# what is best snorkel for 09 brute 750i



## taskcds (Jun 22, 2009)

Just wondering what is the best snorkel for a 2009 kawasaki brute force 750i hardwoods. I have been looking at the extreme snorkels and was wondering if anyone has used them and how well do they work. any recomendations?


----------



## BIGPUN (Dec 20, 2008)

get instructions off this site and do it urself.


----------



## Muddy Brute Force (Dec 17, 2008)

BIGPUN said:


> get instructions off this site and do it urself.


:agreed:

Goto Lowes or any hardware store that you have close to you that carries 2" abs or PVC plastic pipe and fittings. Total cost of materials should run you somewhere around $80.00 or less.


----------



## Bootlegger (Dec 18, 2008)

the best is MIMB...


----------



## Polaris425 (Dec 16, 2004)

yep!

build your own & save your money. You can use the instructions on our website under "how to" www.mudinmyblood.com/howto.html dont waste ur money on those kits its a joke. the only difference is ur stuff comes in a box & costs you $200


----------



## FABMAN (Dec 18, 2008)

Those snorks are the same as the M.I.M.B. snorks and about $120 cheaper hear!!! go to the how-to's as posted above


----------



## taskcds (Jun 22, 2009)

thank you I will give it a try. 

This MIMB snorkel it will work on a new 09 750i with fuel injection with no problems?


----------



## FABMAN (Dec 18, 2008)

it should.


----------



## Polaris425 (Dec 16, 2004)

Long as you keep your stock exhaust yes, if you change your exhaust you are going to need to get a programmer for the EFI.


----------



## muddnfool (Mar 13, 2009)

almost everyone on here has done there snorkels the mimb way. and no u dnt have to get a programmer for it


----------



## taskcds (Jun 22, 2009)

Thanks everyone was just making sure everything on the MIMB snorkel worked the same since the 09's are fuel injected.


----------



## 1bigforeman (Jun 23, 2009)

I have a 07 and used these instructions. I also used the same instructions for my friend's 09. Everything is the same.


----------



## mississippimud3 (Mar 25, 2009)

I used them for mine and didn't need a programmer even when I got my new exhaust I just wanted the programmer for better throttle response I have snorkled 5 bikes the MIMB way and all have turned out flawless MIMB rules!!!


----------



## bigbrute09 (Mar 10, 2009)

i have a 09 and used the mimb snorks works fine no complaints


----------



## Polaris425 (Dec 16, 2004)

:rockn:

I tell you what, seeing all this is payment enough for the time I spend puttin all that together. :rockn: 

THANKS GUYS!!!!!!!!!!!!


----------



## sandman7655 (Feb 18, 2009)

thanks and i aint done mine yet,wonder if you just do the airbox,i dont ride much deep stuff just want to protect the engine?


----------



## Muddy Brute Force (Dec 17, 2008)

I will say this, I frequent 3 other forums, and they all say to snorkel the MIMB way, so that says alot right there, I done mine the MIMB, but had to do a little differnt due to the 650 SRA being differant thand the 650i's and 750i's. Still the same thoery, and I couldn't be happier with my snorkels, they have paid for themselves several times over.

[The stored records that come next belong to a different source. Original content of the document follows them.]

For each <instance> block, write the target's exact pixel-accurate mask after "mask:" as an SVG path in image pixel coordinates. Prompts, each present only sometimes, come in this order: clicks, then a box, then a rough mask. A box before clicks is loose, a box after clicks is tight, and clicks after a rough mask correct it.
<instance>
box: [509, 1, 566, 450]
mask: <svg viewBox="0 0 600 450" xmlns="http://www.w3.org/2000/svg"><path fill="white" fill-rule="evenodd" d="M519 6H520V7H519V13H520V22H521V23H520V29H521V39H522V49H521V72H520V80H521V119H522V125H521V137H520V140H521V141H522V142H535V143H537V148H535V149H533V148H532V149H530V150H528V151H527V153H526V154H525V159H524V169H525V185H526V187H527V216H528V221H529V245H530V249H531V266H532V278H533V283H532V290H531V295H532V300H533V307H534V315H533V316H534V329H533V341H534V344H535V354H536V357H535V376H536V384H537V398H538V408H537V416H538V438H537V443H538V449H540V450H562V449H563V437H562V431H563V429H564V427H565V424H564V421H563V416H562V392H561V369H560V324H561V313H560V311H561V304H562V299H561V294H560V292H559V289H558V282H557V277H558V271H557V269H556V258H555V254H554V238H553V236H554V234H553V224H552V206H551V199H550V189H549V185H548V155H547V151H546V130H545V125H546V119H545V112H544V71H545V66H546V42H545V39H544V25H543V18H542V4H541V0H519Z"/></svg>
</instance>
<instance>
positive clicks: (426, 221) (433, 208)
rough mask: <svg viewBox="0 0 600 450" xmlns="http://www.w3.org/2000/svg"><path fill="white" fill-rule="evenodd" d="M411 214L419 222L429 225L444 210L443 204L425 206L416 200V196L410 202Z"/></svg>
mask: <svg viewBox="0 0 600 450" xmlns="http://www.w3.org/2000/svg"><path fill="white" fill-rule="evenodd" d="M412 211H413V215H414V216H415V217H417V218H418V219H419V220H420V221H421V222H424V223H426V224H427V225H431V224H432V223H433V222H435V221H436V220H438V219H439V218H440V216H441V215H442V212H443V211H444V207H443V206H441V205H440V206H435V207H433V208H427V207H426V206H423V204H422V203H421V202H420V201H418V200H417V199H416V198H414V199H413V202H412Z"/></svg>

Sandman, to answer your question, the CVT intake is basiclly in the same area as the air box intake, and the CVT intake is right under the front of the seat at the base of the air box, so my thoughts would be, since you all ready have all of the plastics off, I would go ahead and do the CVT intake, exhaust, and air box, and be done with it. JMO.


----------



## BIGCOUNTRY750 (Jun 23, 2009)

I did the mudinmyblood snorkel and it was easy to follow and cost under 100!!! Took about 3hrs to do!!


----------



## sandman7655 (Feb 18, 2009)

thats what i was thinking


----------



## cigaro (Dec 18, 2008)

Polaris425 said:


> :rockn:
> 
> I tell you what, seeing all this is payment enough for the time I spend puttin all that together. :rockn:
> 
> THANKS GUYS!!!!!!!!!!!!


 

Told ya the name recognition would make it take off..... and it did. Great job Jon! :bigok:


----------